Vélib is extremely popular, with more than 63 million rentals recorded to date. Credit: Greg Palmer
JC Decaux funds the program, which it won in a bid for a package that includes ownership of Paris's 1,600 prime outdoor advertising sites. The bikes and bike stations do not carry any advertising, but the billboards brought in an estimated $30 million for the first year of operation, starting in mid-2007.

The company is bound by a 10-year contract. A JC Decaux spokeswoman said, "We are in negotiations with the city of Paris to make the contract more fair and we hope that the city will pay for part of the vandalism costs." The bikes are 99% recyclable and cost only $1.50 a day or $7.30 a week to hire.

Remi Pheulpin, JC Decaux's director general, told Le Parisien newspaper that the current contract is unsustainable. He said, "It's simple. All the receipts go to the city.

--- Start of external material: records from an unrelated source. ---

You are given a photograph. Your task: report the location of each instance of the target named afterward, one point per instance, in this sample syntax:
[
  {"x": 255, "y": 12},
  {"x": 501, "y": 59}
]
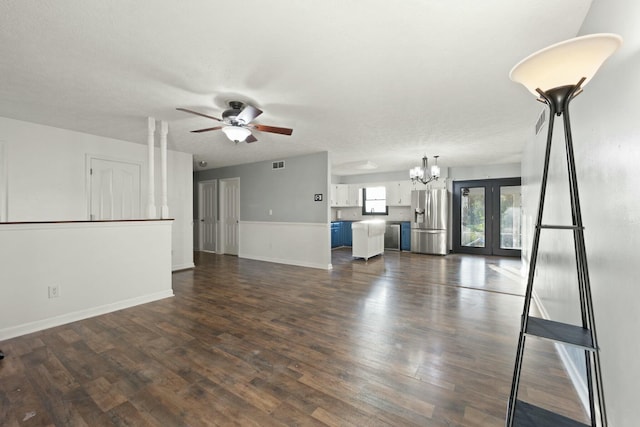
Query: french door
[{"x": 487, "y": 217}]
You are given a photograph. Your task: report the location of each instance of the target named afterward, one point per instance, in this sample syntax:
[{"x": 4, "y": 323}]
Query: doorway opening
[
  {"x": 230, "y": 215},
  {"x": 487, "y": 217},
  {"x": 208, "y": 216}
]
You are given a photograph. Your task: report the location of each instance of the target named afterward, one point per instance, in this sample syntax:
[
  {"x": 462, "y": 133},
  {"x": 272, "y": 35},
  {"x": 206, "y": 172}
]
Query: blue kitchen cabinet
[
  {"x": 405, "y": 236},
  {"x": 336, "y": 236},
  {"x": 347, "y": 239},
  {"x": 340, "y": 234}
]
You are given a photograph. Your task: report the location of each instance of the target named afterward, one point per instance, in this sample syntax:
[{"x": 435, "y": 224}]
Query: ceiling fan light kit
[{"x": 236, "y": 133}]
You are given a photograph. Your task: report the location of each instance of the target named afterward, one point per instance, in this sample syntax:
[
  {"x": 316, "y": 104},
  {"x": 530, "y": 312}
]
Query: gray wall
[
  {"x": 606, "y": 134},
  {"x": 287, "y": 192}
]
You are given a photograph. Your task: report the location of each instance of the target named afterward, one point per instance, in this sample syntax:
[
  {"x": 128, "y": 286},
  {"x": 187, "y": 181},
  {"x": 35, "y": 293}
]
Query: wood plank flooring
[{"x": 400, "y": 340}]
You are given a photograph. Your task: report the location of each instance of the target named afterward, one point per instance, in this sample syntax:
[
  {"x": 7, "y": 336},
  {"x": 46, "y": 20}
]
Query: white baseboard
[
  {"x": 183, "y": 267},
  {"x": 572, "y": 370},
  {"x": 51, "y": 322},
  {"x": 287, "y": 261}
]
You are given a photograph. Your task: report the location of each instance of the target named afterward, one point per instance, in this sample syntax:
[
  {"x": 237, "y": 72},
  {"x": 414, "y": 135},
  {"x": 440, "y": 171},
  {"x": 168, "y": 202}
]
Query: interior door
[
  {"x": 487, "y": 217},
  {"x": 208, "y": 215},
  {"x": 230, "y": 215},
  {"x": 114, "y": 190}
]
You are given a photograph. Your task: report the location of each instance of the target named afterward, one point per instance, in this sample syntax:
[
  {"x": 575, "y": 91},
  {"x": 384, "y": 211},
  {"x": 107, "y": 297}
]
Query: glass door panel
[
  {"x": 510, "y": 216},
  {"x": 487, "y": 217},
  {"x": 472, "y": 215}
]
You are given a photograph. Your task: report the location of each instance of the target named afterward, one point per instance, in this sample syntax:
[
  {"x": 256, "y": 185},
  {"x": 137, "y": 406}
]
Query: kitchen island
[{"x": 368, "y": 238}]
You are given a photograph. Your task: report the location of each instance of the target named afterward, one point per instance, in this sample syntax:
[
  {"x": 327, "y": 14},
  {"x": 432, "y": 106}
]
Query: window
[{"x": 374, "y": 201}]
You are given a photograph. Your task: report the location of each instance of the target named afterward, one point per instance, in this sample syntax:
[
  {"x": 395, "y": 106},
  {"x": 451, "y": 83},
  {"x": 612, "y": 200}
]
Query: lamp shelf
[
  {"x": 528, "y": 415},
  {"x": 560, "y": 332}
]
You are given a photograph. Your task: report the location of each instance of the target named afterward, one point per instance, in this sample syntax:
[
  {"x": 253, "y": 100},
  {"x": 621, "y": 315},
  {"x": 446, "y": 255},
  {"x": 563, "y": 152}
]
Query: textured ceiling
[{"x": 366, "y": 80}]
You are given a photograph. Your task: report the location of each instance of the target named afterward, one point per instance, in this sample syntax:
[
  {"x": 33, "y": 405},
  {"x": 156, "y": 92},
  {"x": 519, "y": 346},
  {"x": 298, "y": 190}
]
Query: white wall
[
  {"x": 46, "y": 178},
  {"x": 303, "y": 244},
  {"x": 606, "y": 132},
  {"x": 98, "y": 267}
]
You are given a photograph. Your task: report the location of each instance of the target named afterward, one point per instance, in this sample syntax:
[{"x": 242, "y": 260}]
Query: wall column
[
  {"x": 164, "y": 129},
  {"x": 151, "y": 200}
]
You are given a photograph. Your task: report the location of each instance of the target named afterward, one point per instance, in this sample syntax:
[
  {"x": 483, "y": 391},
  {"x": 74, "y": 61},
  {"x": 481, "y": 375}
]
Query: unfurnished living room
[{"x": 335, "y": 213}]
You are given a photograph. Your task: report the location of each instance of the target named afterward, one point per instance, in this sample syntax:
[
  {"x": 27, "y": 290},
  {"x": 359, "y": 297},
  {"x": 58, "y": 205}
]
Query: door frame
[
  {"x": 491, "y": 206},
  {"x": 88, "y": 189},
  {"x": 201, "y": 213},
  {"x": 4, "y": 183},
  {"x": 222, "y": 202}
]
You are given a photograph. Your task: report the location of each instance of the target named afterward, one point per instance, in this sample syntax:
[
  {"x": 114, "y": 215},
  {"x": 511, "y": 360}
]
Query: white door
[
  {"x": 208, "y": 215},
  {"x": 230, "y": 214},
  {"x": 115, "y": 190}
]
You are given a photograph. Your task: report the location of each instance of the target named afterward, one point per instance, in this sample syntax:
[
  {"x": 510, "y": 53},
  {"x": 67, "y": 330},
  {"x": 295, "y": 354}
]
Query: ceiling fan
[{"x": 236, "y": 122}]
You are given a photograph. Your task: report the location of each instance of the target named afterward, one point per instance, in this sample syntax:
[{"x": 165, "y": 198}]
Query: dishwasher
[{"x": 392, "y": 237}]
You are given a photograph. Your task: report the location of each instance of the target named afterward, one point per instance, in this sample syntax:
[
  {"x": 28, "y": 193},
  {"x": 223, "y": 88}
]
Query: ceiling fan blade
[
  {"x": 207, "y": 129},
  {"x": 198, "y": 114},
  {"x": 273, "y": 129},
  {"x": 248, "y": 113}
]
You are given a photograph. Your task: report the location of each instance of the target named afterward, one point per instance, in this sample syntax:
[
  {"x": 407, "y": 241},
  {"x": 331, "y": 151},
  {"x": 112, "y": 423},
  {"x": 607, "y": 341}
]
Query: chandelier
[{"x": 423, "y": 174}]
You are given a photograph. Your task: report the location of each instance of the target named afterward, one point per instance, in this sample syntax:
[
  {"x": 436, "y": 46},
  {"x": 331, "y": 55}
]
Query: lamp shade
[
  {"x": 565, "y": 63},
  {"x": 236, "y": 133}
]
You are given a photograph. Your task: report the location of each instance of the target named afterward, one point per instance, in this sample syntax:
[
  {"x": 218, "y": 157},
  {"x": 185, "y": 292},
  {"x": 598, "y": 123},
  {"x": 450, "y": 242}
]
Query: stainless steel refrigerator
[{"x": 429, "y": 209}]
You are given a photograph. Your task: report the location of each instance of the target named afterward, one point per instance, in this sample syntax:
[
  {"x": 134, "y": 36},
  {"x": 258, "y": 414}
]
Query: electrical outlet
[{"x": 54, "y": 291}]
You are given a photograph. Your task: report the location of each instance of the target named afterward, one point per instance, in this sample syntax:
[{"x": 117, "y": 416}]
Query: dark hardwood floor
[{"x": 400, "y": 340}]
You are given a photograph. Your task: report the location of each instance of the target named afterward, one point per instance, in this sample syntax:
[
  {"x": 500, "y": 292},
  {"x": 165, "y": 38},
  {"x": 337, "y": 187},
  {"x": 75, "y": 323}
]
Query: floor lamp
[{"x": 556, "y": 75}]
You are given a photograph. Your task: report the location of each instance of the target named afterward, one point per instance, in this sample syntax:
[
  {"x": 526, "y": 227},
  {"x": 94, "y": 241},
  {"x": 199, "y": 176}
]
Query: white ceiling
[{"x": 367, "y": 80}]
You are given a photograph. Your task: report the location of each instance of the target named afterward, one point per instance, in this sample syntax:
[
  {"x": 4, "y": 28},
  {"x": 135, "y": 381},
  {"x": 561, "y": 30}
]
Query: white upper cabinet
[{"x": 398, "y": 193}]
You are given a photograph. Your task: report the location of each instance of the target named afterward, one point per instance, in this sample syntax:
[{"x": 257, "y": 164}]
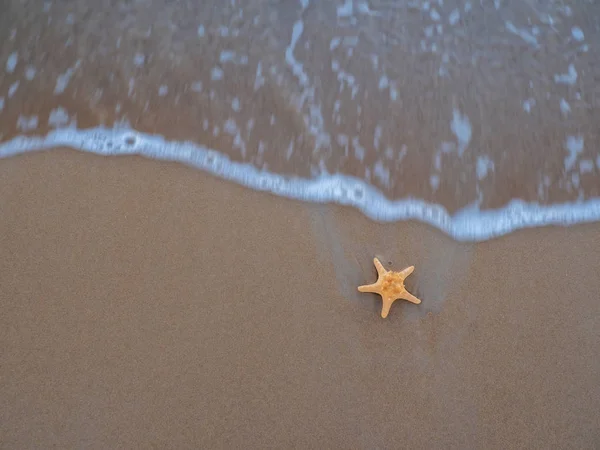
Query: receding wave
[{"x": 469, "y": 224}]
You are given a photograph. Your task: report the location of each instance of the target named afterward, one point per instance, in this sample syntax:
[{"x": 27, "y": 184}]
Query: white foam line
[{"x": 469, "y": 224}]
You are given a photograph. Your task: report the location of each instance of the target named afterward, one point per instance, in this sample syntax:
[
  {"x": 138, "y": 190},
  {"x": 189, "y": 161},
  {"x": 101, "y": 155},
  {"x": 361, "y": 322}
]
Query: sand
[{"x": 149, "y": 305}]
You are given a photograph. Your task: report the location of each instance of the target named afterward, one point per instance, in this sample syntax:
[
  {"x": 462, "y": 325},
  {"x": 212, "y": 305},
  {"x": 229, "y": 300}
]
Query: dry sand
[{"x": 148, "y": 305}]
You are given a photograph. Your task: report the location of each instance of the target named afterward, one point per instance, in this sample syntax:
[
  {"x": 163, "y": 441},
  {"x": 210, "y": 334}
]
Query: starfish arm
[
  {"x": 406, "y": 272},
  {"x": 370, "y": 288},
  {"x": 380, "y": 269},
  {"x": 411, "y": 298},
  {"x": 385, "y": 307}
]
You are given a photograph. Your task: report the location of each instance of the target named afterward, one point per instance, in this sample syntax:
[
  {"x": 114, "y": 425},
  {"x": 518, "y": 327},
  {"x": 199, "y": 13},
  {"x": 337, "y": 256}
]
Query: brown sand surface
[{"x": 148, "y": 305}]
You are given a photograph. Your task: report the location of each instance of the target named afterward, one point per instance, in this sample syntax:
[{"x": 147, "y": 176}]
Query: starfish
[{"x": 390, "y": 285}]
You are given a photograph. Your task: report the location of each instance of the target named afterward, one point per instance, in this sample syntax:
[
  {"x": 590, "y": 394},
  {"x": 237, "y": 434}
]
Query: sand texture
[{"x": 148, "y": 305}]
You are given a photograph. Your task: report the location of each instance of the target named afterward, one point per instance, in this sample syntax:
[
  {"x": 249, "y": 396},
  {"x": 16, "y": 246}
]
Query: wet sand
[{"x": 149, "y": 305}]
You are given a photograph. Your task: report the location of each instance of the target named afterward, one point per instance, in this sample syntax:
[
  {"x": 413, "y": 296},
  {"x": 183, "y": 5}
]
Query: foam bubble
[
  {"x": 469, "y": 224},
  {"x": 11, "y": 62}
]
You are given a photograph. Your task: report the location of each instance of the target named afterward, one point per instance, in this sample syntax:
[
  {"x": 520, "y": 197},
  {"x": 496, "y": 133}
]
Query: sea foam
[{"x": 469, "y": 224}]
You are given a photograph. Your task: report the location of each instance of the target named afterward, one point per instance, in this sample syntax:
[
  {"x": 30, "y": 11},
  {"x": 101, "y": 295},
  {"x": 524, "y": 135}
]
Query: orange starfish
[{"x": 390, "y": 285}]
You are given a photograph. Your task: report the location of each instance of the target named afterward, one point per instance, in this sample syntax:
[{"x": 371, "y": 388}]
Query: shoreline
[
  {"x": 469, "y": 224},
  {"x": 146, "y": 303}
]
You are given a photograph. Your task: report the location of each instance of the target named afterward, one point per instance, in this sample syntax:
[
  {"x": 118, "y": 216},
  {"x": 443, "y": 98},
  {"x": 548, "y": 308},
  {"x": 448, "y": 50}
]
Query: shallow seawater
[{"x": 476, "y": 117}]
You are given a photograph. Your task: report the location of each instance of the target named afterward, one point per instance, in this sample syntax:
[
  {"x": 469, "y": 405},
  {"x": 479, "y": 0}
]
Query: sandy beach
[{"x": 149, "y": 305}]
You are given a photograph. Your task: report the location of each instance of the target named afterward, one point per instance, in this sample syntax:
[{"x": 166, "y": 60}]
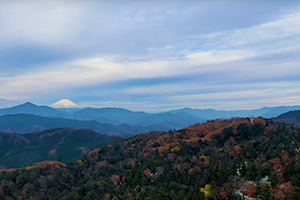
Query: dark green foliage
[
  {"x": 19, "y": 150},
  {"x": 245, "y": 157}
]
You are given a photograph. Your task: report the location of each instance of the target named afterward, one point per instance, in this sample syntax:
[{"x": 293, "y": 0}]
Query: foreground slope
[
  {"x": 292, "y": 117},
  {"x": 63, "y": 144},
  {"x": 221, "y": 159}
]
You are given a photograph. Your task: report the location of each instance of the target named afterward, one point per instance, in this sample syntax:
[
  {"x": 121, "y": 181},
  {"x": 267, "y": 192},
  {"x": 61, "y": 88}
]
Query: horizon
[
  {"x": 80, "y": 107},
  {"x": 151, "y": 56}
]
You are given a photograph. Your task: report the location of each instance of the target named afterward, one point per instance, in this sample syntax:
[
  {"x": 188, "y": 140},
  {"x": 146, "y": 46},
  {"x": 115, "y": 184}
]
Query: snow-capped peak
[{"x": 64, "y": 103}]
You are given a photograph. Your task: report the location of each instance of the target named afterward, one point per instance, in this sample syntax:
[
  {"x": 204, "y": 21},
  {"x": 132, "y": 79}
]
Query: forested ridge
[{"x": 221, "y": 159}]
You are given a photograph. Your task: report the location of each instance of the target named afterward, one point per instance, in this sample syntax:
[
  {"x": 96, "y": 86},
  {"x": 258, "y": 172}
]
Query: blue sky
[{"x": 151, "y": 55}]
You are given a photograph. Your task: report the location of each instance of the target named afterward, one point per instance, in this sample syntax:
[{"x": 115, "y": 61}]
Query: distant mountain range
[
  {"x": 25, "y": 123},
  {"x": 117, "y": 120},
  {"x": 62, "y": 144}
]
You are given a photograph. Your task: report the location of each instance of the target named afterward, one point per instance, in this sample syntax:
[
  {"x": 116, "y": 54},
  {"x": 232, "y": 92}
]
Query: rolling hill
[
  {"x": 24, "y": 123},
  {"x": 292, "y": 117},
  {"x": 221, "y": 159},
  {"x": 64, "y": 144}
]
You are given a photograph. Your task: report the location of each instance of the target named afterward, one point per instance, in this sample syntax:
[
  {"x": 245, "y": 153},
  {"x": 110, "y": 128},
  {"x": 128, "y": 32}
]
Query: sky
[{"x": 151, "y": 55}]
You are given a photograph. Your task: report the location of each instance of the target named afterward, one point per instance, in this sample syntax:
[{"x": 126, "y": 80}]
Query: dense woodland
[
  {"x": 221, "y": 159},
  {"x": 62, "y": 144}
]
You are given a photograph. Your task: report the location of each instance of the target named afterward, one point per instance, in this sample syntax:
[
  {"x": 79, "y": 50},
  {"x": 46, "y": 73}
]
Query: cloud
[{"x": 100, "y": 53}]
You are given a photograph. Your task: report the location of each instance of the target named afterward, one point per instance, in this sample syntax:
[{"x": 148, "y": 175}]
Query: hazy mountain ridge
[
  {"x": 63, "y": 144},
  {"x": 174, "y": 119},
  {"x": 24, "y": 123}
]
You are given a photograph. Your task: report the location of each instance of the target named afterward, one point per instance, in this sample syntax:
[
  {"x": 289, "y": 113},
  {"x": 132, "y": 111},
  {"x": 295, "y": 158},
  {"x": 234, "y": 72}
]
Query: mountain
[
  {"x": 221, "y": 159},
  {"x": 24, "y": 123},
  {"x": 30, "y": 108},
  {"x": 123, "y": 116},
  {"x": 292, "y": 117},
  {"x": 62, "y": 144},
  {"x": 64, "y": 103},
  {"x": 174, "y": 119}
]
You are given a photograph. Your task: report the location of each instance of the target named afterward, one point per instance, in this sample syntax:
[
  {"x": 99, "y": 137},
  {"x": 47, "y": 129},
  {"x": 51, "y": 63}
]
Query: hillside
[
  {"x": 220, "y": 159},
  {"x": 56, "y": 144},
  {"x": 292, "y": 117},
  {"x": 173, "y": 119},
  {"x": 24, "y": 123}
]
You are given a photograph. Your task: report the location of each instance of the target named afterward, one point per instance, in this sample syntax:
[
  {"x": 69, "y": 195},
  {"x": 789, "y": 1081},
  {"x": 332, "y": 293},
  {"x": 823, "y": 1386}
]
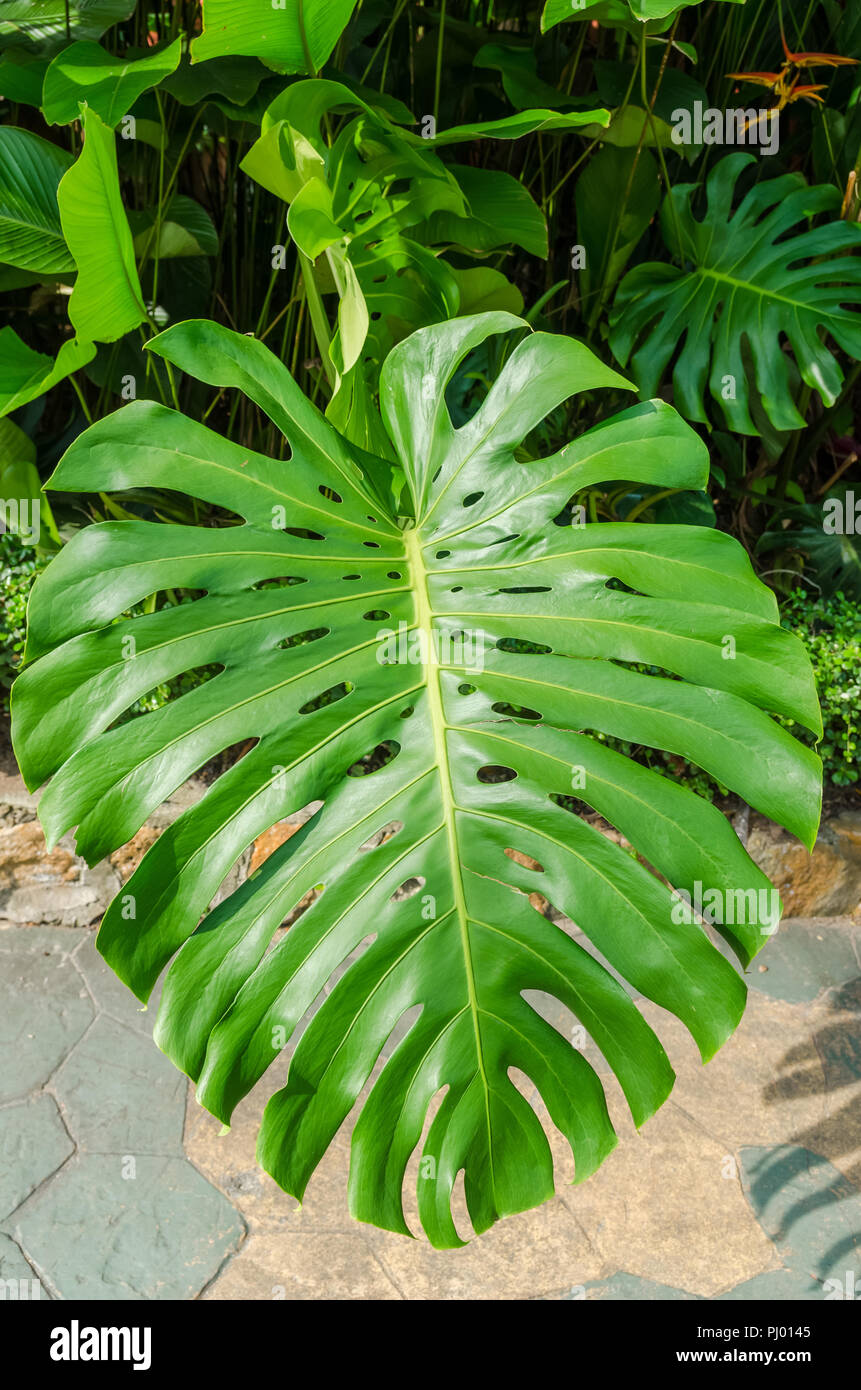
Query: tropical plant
[
  {"x": 473, "y": 648},
  {"x": 750, "y": 287}
]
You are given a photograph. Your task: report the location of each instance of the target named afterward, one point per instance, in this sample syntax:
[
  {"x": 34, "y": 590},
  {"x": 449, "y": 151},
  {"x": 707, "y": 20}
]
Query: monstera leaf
[
  {"x": 372, "y": 207},
  {"x": 754, "y": 280},
  {"x": 476, "y": 651}
]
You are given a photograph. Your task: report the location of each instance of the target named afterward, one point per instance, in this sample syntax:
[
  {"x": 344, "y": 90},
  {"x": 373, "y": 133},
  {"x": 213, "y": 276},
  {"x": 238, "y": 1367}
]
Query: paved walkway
[{"x": 116, "y": 1184}]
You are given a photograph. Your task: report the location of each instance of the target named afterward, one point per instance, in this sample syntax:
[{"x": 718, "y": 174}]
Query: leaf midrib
[{"x": 438, "y": 727}]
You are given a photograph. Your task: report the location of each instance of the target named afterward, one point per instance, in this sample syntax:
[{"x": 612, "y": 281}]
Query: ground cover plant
[{"x": 434, "y": 407}]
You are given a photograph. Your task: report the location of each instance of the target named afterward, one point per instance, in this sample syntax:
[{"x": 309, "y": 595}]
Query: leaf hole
[
  {"x": 515, "y": 710},
  {"x": 408, "y": 888},
  {"x": 328, "y": 697},
  {"x": 379, "y": 756},
  {"x": 380, "y": 837},
  {"x": 494, "y": 773},
  {"x": 312, "y": 634},
  {"x": 522, "y": 647}
]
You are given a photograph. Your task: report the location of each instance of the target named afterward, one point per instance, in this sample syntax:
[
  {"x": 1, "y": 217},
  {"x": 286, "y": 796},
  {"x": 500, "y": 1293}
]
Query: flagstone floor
[{"x": 116, "y": 1184}]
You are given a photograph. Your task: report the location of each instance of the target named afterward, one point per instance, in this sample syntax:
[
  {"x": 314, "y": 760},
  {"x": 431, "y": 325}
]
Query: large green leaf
[
  {"x": 109, "y": 85},
  {"x": 50, "y": 24},
  {"x": 31, "y": 235},
  {"x": 356, "y": 200},
  {"x": 106, "y": 302},
  {"x": 616, "y": 11},
  {"x": 25, "y": 374},
  {"x": 296, "y": 609},
  {"x": 21, "y": 75},
  {"x": 755, "y": 280},
  {"x": 288, "y": 35}
]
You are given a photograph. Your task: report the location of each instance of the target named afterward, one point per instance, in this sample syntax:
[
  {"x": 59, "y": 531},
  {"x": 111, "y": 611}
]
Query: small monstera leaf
[
  {"x": 750, "y": 284},
  {"x": 479, "y": 652}
]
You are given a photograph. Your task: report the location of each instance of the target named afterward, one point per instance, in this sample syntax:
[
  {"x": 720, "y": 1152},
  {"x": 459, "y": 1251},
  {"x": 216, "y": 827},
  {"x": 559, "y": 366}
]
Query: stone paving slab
[
  {"x": 116, "y": 1184},
  {"x": 96, "y": 1193},
  {"x": 113, "y": 1226}
]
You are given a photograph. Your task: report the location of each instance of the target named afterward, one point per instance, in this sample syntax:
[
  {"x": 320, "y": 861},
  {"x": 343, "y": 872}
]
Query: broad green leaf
[
  {"x": 106, "y": 300},
  {"x": 609, "y": 224},
  {"x": 500, "y": 210},
  {"x": 234, "y": 78},
  {"x": 31, "y": 235},
  {"x": 20, "y": 484},
  {"x": 290, "y": 35},
  {"x": 520, "y": 81},
  {"x": 107, "y": 84},
  {"x": 757, "y": 280},
  {"x": 187, "y": 230},
  {"x": 483, "y": 289},
  {"x": 616, "y": 11},
  {"x": 25, "y": 374},
  {"x": 21, "y": 75},
  {"x": 477, "y": 651},
  {"x": 50, "y": 24},
  {"x": 525, "y": 123}
]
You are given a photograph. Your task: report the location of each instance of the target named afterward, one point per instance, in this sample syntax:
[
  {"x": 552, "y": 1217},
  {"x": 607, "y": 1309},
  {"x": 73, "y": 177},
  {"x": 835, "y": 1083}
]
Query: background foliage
[{"x": 333, "y": 184}]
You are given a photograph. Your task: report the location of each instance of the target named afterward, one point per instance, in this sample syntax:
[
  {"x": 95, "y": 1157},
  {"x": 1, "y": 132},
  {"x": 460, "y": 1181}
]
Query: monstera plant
[{"x": 477, "y": 648}]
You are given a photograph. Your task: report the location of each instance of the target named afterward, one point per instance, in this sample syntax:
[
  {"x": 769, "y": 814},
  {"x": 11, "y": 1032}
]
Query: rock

All the expenses are ours. If we want the Vélib setup to keep going, we'll have to change the business model."

JC Decaux employs 400 repair staff, maintains 10 electric repair vehicles and a floating workshop that moves up and down the river Seine. The company has reinforced the bicycles' chains and baskets, and added better theft protection, but it hasn't stopped determined thieves and vandals.

The Vélib program is part of an attempt to "green" the French capital and encourage exercise. It is extremely popular, with more than 63 million rentals recorded to date, yet Parisians continue to abuse the scheme, with 20 abandoned bikes found every day and 1,500 bikes repaired daily. There's even a black market for stolen Vélibs in Eastern Europe and Africa.

"Vélib" is a contraction of the words "velo" (cycle) and "liberté" (freedom). The bikes have fallen victim to a craze known as "vélib extreme," with videos appearing on YouTube showing users going on urban joyrides and pushing the rental bikes -- designed purely for short city road journeys -- to the limits of their capabilities.

There are plans to introduce similar schemes in London, San Francisco and Singapore. The Vélib is modeled on Vélov, in another French city, Lyon, which users have treated more respectfully. However, not all Parisians are maltreating the Vélibs -- one repairman reported a bike that had been lovingly customized with fur-covered tires.